Mocht Haaglanden na het kabinetsberaad onverhoopt toch van de baan zijn, dan is de vraag: wat nu? Wij zijn het eens met de volgorde van de door het college voorgestelde opties. Eerst is dat een gemeentelijke herindeling. Wij moeten dan wel van gedachten wisselen over de vraag hoe grootschalig die moet zijn. Het college voegt hieraan toe: met eventueel een aantal gemeenschappelijke regelingen. Volgens ons kan dat alleen na een substantiële gemeentelijke herindeling. Wij zien namelijk helemaal niets in het oude systeem van gemeenschappelijke regelingen met mogelijkerwijs zestien verschillende gemeenten. Dat veroorzaakt alleen maar Poolse landdagen. Als die op verschillende terreinen georganiseerd moeten worden, tuigen wij weer een vergadercircus op waar niemand blij van wordt. Dat moeten wij dan ook coüte que coüte voorkomen. Als er toch sprake moet zijn van een gemeenschappelijke regeling, dan liever tussen een beperkt aantal gemeenten. Zo kan terzake met een beperkte groep beslist worden.

Helaas zijn wij dan wel de zo vurig door ons gewenste democratische legitimatie van de gemeenschappelijke regeling kwijt. Het blijft dan een getrapte vorm van democratie, iets wat wij betreuren.

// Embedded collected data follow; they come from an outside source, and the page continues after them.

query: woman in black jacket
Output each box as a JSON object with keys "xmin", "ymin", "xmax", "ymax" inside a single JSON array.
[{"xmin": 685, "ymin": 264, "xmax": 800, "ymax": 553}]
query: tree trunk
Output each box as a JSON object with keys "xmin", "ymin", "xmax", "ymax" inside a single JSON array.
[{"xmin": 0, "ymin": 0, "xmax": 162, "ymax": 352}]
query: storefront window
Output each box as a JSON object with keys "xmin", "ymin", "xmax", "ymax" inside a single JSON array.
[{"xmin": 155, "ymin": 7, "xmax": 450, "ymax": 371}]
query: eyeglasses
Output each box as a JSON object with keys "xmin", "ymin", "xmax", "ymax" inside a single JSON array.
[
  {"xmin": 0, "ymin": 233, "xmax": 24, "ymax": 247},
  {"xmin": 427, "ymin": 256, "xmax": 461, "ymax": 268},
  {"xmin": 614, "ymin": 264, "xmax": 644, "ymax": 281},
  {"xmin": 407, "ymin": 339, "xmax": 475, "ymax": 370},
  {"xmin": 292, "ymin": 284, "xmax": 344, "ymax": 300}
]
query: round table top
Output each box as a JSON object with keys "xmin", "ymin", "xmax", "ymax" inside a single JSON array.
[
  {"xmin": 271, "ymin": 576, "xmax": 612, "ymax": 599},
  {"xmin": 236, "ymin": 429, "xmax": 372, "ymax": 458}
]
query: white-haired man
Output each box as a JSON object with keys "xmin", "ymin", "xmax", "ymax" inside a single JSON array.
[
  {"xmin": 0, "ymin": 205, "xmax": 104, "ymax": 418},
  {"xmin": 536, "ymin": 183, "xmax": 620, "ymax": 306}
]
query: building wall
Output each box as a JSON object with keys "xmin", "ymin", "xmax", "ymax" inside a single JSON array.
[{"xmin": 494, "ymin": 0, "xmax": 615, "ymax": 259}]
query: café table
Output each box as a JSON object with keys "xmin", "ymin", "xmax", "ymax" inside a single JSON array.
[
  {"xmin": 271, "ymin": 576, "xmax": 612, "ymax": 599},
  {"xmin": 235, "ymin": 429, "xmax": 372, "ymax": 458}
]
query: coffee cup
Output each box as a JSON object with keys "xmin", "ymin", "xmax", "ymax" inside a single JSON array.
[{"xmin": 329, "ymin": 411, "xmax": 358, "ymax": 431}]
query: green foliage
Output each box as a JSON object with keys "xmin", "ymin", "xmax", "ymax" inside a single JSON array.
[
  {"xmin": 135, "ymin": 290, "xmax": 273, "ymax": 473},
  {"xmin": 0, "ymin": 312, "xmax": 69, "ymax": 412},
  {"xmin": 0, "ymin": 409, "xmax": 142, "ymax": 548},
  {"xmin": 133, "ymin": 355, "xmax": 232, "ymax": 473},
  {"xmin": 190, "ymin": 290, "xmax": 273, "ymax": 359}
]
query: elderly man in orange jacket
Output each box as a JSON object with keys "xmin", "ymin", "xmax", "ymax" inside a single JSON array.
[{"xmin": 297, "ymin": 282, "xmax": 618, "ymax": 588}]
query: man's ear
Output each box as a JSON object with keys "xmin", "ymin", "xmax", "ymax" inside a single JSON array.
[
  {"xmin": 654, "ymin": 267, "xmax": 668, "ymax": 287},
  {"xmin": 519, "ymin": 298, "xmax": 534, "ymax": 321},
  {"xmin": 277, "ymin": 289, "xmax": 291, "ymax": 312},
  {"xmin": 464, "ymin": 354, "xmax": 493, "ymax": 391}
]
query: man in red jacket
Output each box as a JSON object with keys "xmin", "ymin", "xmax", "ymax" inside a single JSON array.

Wij zouden het ook betreuren, als de derde optie van kracht werd. Dan is er effectief sprake van een vierde bestuurslaag boven de burgers van Delft. Het zal in Delft moeilijk uit te leggen en te begrijpen zijn waarom er boven de gemeente nog een soort subprovincie moet zijn, waarna de provincie en het Rijk volgen. Het is al lastig genoeg om de rol van gedeputeerde staten aan de burgers uit te leggen en om hen te motiveren om deel te nemen aan de verkiezingen van provinciale staten. Het komt ons voor dat een soort subprovinciale staten helemaal niet meer uit te leggen zijn. Wel kunnen wij instemmen met een onderzoek naar die mogelijkheid. Het kan natuurlijk altijd onderzocht worden, maar de heer Torenstra merkt terecht op dat dit vooral niet mag leiden tot verzwakking van de andere opties.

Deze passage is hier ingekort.